Ladbrokes' share priced soared up 8.43 per cent in trading today, despite reporting that profits for the last three months more than halved to £14.3m thanks to an increased marketing spend.
The betting company announced it was spending more than 30 per cent of its net revenue on advertising to increase its customer base, which dragged profits down by 56.7 per cent.
It's a strategy that seems to be working, with a 1.6 per cent increase in over-the-counter bets, a 4.1 per cent increase in revenues from betting machines in shops, and a 5.7 per cent rise in digital gaming revenues.
Ladbrokes closed eight shops over the three months to the end of September, bringing the total for the year to 48, and adjusting for these closures the company said in-store betting increased 3.5 per cent over the period, although in store margins were down to 15.5 per cent.

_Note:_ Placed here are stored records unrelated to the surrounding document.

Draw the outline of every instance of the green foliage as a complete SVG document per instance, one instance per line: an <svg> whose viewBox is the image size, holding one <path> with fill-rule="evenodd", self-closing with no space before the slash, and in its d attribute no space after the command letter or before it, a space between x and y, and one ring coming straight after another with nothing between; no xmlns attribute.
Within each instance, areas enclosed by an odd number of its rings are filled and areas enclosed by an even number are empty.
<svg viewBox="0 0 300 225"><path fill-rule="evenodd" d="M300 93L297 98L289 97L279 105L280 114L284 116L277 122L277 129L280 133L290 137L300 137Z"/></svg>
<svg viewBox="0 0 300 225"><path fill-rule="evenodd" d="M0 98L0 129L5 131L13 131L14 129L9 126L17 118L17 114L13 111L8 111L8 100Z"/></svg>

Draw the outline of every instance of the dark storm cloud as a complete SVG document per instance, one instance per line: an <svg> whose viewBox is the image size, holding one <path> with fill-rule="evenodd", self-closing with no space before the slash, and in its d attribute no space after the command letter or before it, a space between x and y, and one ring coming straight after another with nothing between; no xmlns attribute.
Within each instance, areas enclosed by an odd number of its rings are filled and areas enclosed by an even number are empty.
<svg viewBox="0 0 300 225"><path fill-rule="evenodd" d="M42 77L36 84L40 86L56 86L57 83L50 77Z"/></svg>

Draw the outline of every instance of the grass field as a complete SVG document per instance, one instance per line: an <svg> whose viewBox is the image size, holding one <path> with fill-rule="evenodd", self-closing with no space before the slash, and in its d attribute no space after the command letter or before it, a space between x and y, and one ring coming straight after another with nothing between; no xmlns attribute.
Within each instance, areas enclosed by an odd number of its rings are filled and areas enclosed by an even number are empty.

Ladbrokes also said increased machine gaming duty, the introduction of 'UK point of consumption' gaming tax and lower margins weighed down the group's takings.
Revenues fell 0.7 per cent compared to the quarter last year, when the company was boosted by the football World Cup activity; Ladbrokes said that without the effects of the World Cup revenues would have been up two per cent this year.
A 17.5 per cent increase in the bets staked on football made up for a quiet September for horse-racing.
The company is currently awaiting CMA clearance for its £2.3bn merger with Gala Coral, for which it has raised £1.35bn in debt.
Jim Mullen, Ladbrokes' chief executive, said:
It is early in our journey, but today’s results reflect positive initial progress. Operating profit as expected is down reflecting continued headwinds from higher taxation as well as our increased marketing spend to build our customer base.
The proposed merger with Coral is on track and, after raising £1.35bn bank debt to finance the merged group, we will shortly be issuing the shareholder circular. The CMA work is progressing but there is no material news that we can share on this today.